Question écrite n° 558 :
maîtres auxiliaires

11e Législature

Question de : M. Georges Hage
Nord (16e circonscription) - Communiste

M. Georges Hage attire l'attention de M. le ministre de l'éducation nationale, de la recherche et de la technologie sur la situation actuelle des maîtres auxiliaires. Environ 30 000 (certains parlent de 40 000) maîtres auxiliaires enseignent dans la précarité comme « travailleurs temporaires » dont plus de 10 000, selon une estimation syndicale, se trouvaient au chômage début 1997. Sur ces 10 000 chômeurs, le précédent gouvernement a dû accepter, sous la pression syndicale, de réemployer 3 300 maîtres auxiliaires ayant au moins trois ans d'ancienneté.
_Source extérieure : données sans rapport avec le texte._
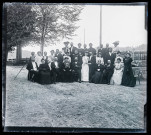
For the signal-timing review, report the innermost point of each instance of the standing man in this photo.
(38, 58)
(72, 51)
(80, 50)
(66, 48)
(45, 57)
(101, 50)
(91, 49)
(110, 56)
(32, 68)
(59, 58)
(116, 47)
(85, 49)
(51, 56)
(92, 64)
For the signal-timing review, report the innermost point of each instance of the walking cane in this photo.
(20, 70)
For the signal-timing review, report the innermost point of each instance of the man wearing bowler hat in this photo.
(116, 48)
(66, 48)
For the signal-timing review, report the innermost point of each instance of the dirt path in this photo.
(72, 104)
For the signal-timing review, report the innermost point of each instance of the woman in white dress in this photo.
(100, 58)
(118, 55)
(85, 68)
(118, 73)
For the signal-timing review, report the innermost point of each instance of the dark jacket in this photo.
(92, 50)
(101, 67)
(102, 50)
(110, 57)
(73, 50)
(64, 49)
(30, 66)
(60, 59)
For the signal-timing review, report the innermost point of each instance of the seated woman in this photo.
(118, 72)
(99, 57)
(66, 71)
(108, 72)
(76, 70)
(85, 68)
(32, 68)
(128, 78)
(44, 73)
(97, 77)
(118, 55)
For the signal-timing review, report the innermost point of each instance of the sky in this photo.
(119, 23)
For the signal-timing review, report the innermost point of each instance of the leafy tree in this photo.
(20, 24)
(55, 22)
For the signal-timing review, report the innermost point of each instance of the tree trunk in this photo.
(42, 45)
(18, 54)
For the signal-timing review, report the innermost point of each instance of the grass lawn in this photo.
(72, 104)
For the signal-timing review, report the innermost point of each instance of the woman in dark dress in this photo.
(128, 78)
(97, 77)
(44, 73)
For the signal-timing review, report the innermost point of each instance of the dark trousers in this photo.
(33, 76)
(91, 71)
(53, 75)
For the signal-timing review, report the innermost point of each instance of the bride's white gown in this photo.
(85, 69)
(117, 75)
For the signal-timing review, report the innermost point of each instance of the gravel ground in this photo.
(72, 104)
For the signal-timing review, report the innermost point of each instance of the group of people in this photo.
(77, 64)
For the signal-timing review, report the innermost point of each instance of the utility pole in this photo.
(84, 35)
(100, 24)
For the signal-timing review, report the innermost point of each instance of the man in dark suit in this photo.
(67, 71)
(106, 50)
(75, 55)
(32, 68)
(108, 72)
(102, 50)
(59, 57)
(72, 51)
(66, 48)
(110, 56)
(45, 57)
(92, 64)
(80, 50)
(85, 49)
(91, 49)
(76, 70)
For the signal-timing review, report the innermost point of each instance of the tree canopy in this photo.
(40, 23)
(20, 24)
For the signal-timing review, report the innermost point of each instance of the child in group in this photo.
(76, 69)
(44, 73)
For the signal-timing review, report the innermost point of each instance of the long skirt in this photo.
(117, 77)
(85, 72)
(97, 77)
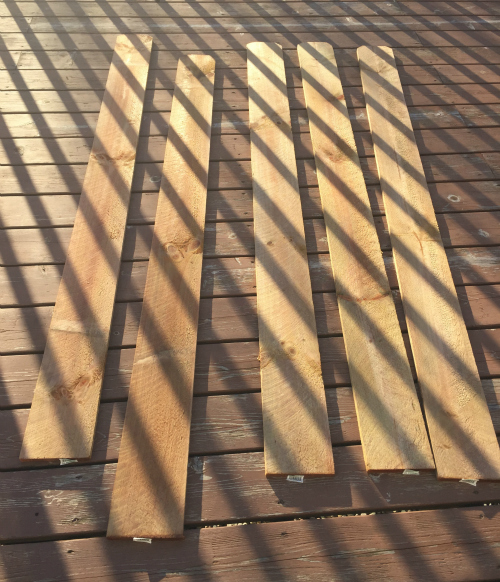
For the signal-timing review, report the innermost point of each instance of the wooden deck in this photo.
(54, 60)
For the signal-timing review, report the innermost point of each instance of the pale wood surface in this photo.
(451, 83)
(64, 410)
(296, 439)
(460, 426)
(391, 424)
(149, 494)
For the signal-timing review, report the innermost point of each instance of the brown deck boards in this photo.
(52, 84)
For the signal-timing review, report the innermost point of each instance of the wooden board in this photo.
(462, 435)
(63, 415)
(391, 424)
(150, 488)
(294, 409)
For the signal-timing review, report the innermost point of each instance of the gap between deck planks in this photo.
(63, 414)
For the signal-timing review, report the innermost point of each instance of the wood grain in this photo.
(294, 409)
(238, 491)
(150, 488)
(462, 434)
(63, 415)
(391, 424)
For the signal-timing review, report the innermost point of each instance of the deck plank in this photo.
(459, 423)
(446, 545)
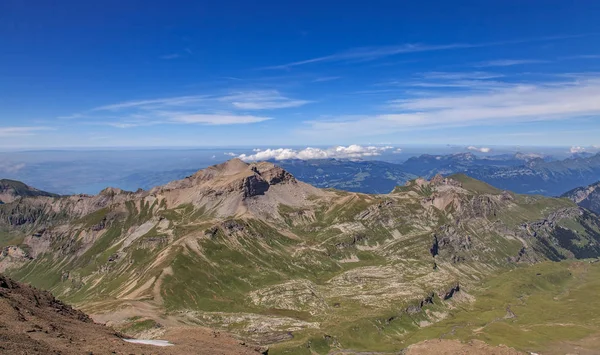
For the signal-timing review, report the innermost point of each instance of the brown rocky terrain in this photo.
(34, 322)
(248, 249)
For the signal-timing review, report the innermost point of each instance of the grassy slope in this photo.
(553, 304)
(232, 265)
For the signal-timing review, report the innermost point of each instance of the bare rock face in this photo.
(11, 190)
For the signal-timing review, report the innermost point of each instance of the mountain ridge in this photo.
(277, 261)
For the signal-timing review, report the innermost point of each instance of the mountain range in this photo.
(521, 173)
(587, 196)
(252, 250)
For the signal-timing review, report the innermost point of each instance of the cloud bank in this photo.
(353, 151)
(479, 149)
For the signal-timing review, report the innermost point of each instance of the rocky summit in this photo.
(248, 249)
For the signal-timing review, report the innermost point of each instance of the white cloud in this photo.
(509, 62)
(577, 149)
(262, 100)
(339, 152)
(326, 78)
(8, 167)
(479, 149)
(512, 103)
(372, 53)
(155, 103)
(21, 131)
(223, 119)
(170, 56)
(474, 75)
(227, 109)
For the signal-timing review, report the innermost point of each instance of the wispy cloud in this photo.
(326, 78)
(475, 75)
(373, 53)
(262, 100)
(217, 119)
(509, 62)
(353, 151)
(21, 131)
(155, 103)
(583, 56)
(577, 149)
(227, 109)
(479, 149)
(500, 105)
(170, 56)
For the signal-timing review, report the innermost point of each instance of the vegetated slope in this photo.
(11, 190)
(587, 197)
(548, 308)
(34, 322)
(249, 249)
(349, 175)
(532, 176)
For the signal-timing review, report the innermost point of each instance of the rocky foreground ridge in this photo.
(34, 322)
(249, 249)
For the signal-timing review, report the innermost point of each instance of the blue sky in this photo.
(277, 73)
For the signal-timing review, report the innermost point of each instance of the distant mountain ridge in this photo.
(534, 175)
(251, 249)
(12, 189)
(587, 196)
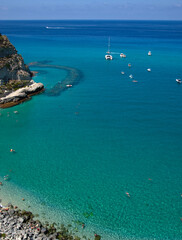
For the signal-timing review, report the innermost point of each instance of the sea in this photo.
(107, 152)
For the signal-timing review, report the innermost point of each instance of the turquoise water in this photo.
(80, 152)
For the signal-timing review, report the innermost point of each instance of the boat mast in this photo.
(109, 44)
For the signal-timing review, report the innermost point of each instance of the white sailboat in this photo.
(108, 56)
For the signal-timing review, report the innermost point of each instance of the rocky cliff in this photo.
(12, 66)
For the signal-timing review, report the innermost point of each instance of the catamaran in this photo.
(108, 56)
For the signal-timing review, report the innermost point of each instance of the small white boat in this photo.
(122, 55)
(178, 80)
(131, 76)
(108, 56)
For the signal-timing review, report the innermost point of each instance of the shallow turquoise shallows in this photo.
(79, 153)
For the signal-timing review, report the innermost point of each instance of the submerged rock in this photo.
(16, 85)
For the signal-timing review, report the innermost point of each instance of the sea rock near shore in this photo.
(22, 93)
(12, 66)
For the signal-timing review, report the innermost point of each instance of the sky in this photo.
(91, 9)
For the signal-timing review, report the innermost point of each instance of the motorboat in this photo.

Cette réembauche a été faite uniquement pour la période de mars à juin 1997, donc sans aucune garantie d'emploi à la rentrée prochaine et pour des remplacements excédant rarement quinze jours, entrecoupés de périodes de chômage, ce qui a pour conséquence entre autres des vacances payées au prorata. D'autre part, si les maîtres auxiliaires chômeurs se doivent de s'inscrire à l'ANPE, la gestion du versement de leurs indemnités chômage est prise en charge par les rectorats qui, ne disposant pas de moyens matériels et en personnel pour le faire, sont responsables d'un délai d'attente, entre inscription et paiement, de quatre voire cinq mois, deux mois leur étant nécessaires pour les vérifications auprès de l'ANPE et deux mois de plus pour les « navettes » entre rectorats et Trésor public. Pendant ce laps de temps, ces personnels ne perçoivent aucune somme si ce n'est quelques avances de l'ordre de 1 200 francs par mois. Il lui demande, en conséquence, quelles mesures il entend prendre afin de régulariser très rapidement les paiements des indemnités chômage et afin de réemployer tous les maîtres auxiliaires au chômage par transformation des heures supplémentaires en emplois. Il lui demande également l'arrêt définitif du recrutement d'auxiliaires et la création de postes de titulaires remplaçants par transformation des crédits de suppléance. Il lui demande enfin d'engager très rapidement des négociations avec les syndicats et les représentants des personnels concernés afin de, dès l'automne prochain, remplacer la loi du 11 décembre 1996, dite « Perben », par un véritable plan de résorption de l'emploi précaire.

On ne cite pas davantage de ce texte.